The track does not run directly below the pipe. The pipe does cross the track but there is more than 6 inches of clearance, so the train can safely go under the pipe.

Arnold there are many great ideas to hide the pipes with structures here.  If you would rather pursue the sky alternative Michaels carries a roll of paper with a cloudy design on it.  you could wrap the pipe with it and it may blend into the sky back drop.  I did it once with wall paper in our laundry room.  A vent pipe ran across the wall then up through a cabinet and through the ceiling.  Wrapping it so that the pattern matched the wall paper above and below the horizontal or on either side of verticals was a lot of work but it blended nicely.  Elbows are tough, especillay with a pattern.  Michaels also has a roll of sky blue if you don't like the cloud pattern.

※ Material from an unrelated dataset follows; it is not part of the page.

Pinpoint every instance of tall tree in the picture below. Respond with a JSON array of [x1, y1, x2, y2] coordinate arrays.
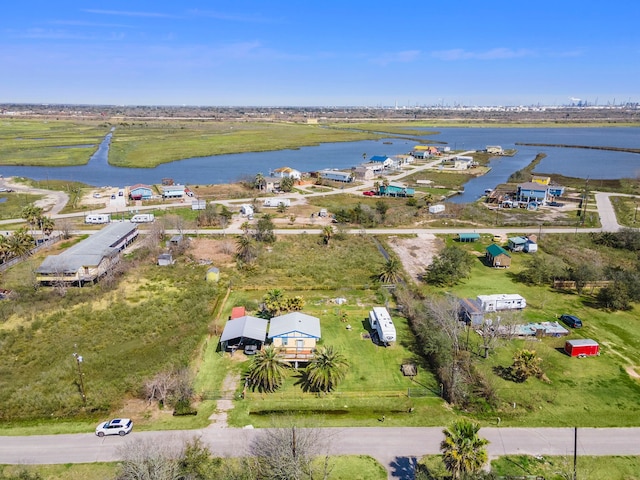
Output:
[[254, 172, 265, 191], [440, 419, 489, 479], [246, 346, 289, 393], [21, 205, 43, 231], [236, 234, 257, 266], [303, 346, 349, 393], [255, 214, 276, 243], [424, 245, 474, 286]]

For an inexpensive solution, get a piece of flat corrugated cardboard large enough to just cover the pipes, but not touch the layout, and cut to size. Paint it sky blue and let dry.

Obtain and use the stencil technique shown in the below link to paint some clouds. Glue/staple the finished cardboard to a thin  piece of wood trim (1" wide by 1/8" thick) across the top backside of the cardboard and attach a couple of screw eyes to the wood.

The Token Three Railer: Background Cloud Painting: Project by CSX Al (token3rail.blogspot.com)

Hang from the ceiling with black thread so the finished cardboard covers the piping.

Last edited by Richie C.

Many good ideas above, and some very entertaining ones.  My 2 cents...

Although future work due to leaks is unlikely with properly-installed PVC, remember to account for that possibility with whatever you choose to do.  Personally, I like to leave my plumbing visible so that problems can be caught sooner rather than later.

It's likely that almost anything you do will look like an afterthought (which it is!) - why not just leave it alone?  After awhile, it will become invisible to you.  And if a visitor points it out, just say "this is what happens when you build a layout in a basement".  And if they're critical, show them the door.

@coach joe posted:

Arnold if you go the building flat route to hide the pipes then it would have to be a picture of the Bronx County Courthouse on some poster board.  An imposing edifice perched above The Stadium up on the Grand Concourse.

I love your idea, Joe. Now, pulling that off, having an image of the Bronx County Courthouse covering up the pipes, that's another matter.

At the moment, unless one of the backdrop outfits makes such an image, or unless the hobbyist has the artistic skill to paint such an image, it's hard for me to believe it can be done.

I very much doubt that I have the artistic or modeling skills to do it, and I don't have deep pockets to pay someone what they deserve to receive, to do it.

But, you never know. I might take a stab at it down the road (tracks).

Arnold, this is what I would do - https://ogrforum.ogaugerr.com/...oject-factory-bridge





The PVC pipe crossing the tracks is covered in a factory bridge, which connects a building flat against the wall to a second story add on of the building behind the loading dock on the other side.

Geez, Strap Hanger, I love your idea too, and I think your idea might be easier for such a mediocre modeler like me to pull off.

@Mallard4468 posted:

Many good ideas above, and some very entertaining ones.  My 2 cents...

Although future work due to leaks is unlikely with properly-installed PVC, remember to account for that possibility with whatever you choose to do.  Personally, I like to leave my plumbing visible so that problems can be caught sooner rather than later.

It's likely that almost anything you do will look like an afterthought (which it is!) - why not just leave it alone?  After awhile, it will become invisible to you.  And if a visitor points it out, just say "this is what happens when you build a layout in a basement".  And if they're critical, show them the door.

That's a great attitude to have, Mallard4468

In fact, I did just what you say regarding other pipes (hot water baseboard pipes) in front of the same train table where my Polo Grounds is currently located:

IMG_0835

I simply park oil tankers on the siding, so the pipes kinda work in the industrial scene with the oil tankers.